If you've been meaning to use WordPress's new built-in tags, but are too lazy to come up with a good list every time you blog, give the plugin a try. Comments, suggestions and bug reports are appreciated.
 In addition to a visual overhaul, WordPress 2.5 added several new plugin hooks, including a widgetized dashboard. The new Blog Stats Plugin for WordPress adds blog stats to the dashboard, and makes integrating the tracking code into a theme simple.
It's also the first use of W3Counter's "visitor labeling" I previewed in October ( spooky visitor labeling). By using the plugin instead of inserting the tracking code manually, the names of any previous commentors on your blog is picked up from the cookie WordPress sets and passed on to W3Counter.
Creating a dashboard widget was surprisingly easy. Of course, most of the code isn't in the plugin — I just fill the widget's box with an iframe that pulls up the stats from a specially formatted w3counter.com page. Some JavaScript trickery passes in the width of the box on your screen — if it's narrow, you get two columns of stats, but if your window is approximately 800 pixels or wider, you get three.
If you're using W3Counter on your blog, and have upgraded to WordPress 2.5, download it now.
Calais is a free web service from Clearforest, a Reuters company, that can perform semantic analysis on any English text. It uses natural language processing to extract concepts and relationships from the text. It's been around for a few months, but there's been very little developer activity around it, and even fewer completed applications using the technology.
Not finding any other work to build on, I wrote my own PHP class for extracting tags from content with Open Calais' API. You can get the source and read more here. This class takes a block of text or HTML, sends it to Open Calais or parsing, and extracts all of the entities (things like peoples' names, companies, technologies, etc.).

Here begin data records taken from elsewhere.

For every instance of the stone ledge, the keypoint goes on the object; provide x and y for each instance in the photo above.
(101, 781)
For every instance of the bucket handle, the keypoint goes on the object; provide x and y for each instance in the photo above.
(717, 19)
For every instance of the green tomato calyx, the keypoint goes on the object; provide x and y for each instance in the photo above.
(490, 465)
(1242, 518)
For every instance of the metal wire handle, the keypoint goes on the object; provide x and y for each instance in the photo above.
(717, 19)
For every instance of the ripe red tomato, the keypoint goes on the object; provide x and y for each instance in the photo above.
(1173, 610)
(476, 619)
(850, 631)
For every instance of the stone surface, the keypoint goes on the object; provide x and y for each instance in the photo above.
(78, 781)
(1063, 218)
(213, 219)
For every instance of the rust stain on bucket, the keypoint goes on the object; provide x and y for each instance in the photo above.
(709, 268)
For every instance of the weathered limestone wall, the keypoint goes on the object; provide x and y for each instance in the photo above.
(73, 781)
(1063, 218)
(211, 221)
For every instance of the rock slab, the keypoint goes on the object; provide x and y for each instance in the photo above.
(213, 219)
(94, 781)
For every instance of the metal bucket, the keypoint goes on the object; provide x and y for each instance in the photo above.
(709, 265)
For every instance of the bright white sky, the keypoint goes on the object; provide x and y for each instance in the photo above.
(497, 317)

It returns a multidimensional array organized by entity type.
There's more Open Calais can do, but I hope this class contributes something to those PHP developers that'd like to start using it but had no place to start with the lightweight documentation and eerily quiet official forums. I plan on putting this class to work as an auto-tagging plugin for WordPress posts. I still need some time to figure out how to integrate that into the new authoring interface of WP 2.5, which this blog is now running on.
 Some time this morning someone submitted W3Counter's Global Stats report to Digg with a headline about the increase in Linux market share. The story crossed the threshold for a front page listing but was auto-buried... perhaps because that page has already been on the front page at least 4 times this year.

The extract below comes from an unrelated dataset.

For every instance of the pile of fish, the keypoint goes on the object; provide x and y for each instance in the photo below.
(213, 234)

A CNET blogger wrote it up soon after, essentially just linking to the Digg story and the report itself. Now the CNET story's reached the front page of Digg where the original URL couldn't — nothing stops Diggers, eh?
In the time between the first story and the second reaching Digg's front page, I was able to finish and test the new code for upgrading accounts with Authnet's CIM API. With that, I pushed out the new website and code (sans a few minor things I want to test over the weekend that I commented out links to).
Even with the layer of indirection, W3Counter's seen over 15,000 extra visitors so far today. I expect it'll probably see at least 3 times that before this is over as reddit, stumbleupon and other social sites are starting to send the secondary traffic directly to the report. Now I can see how the new website does at attracting signups and upgrades.
If you're reading this on my site, as opposed to a feed reader, hold Shift+W on your keyboard for 3 seconds.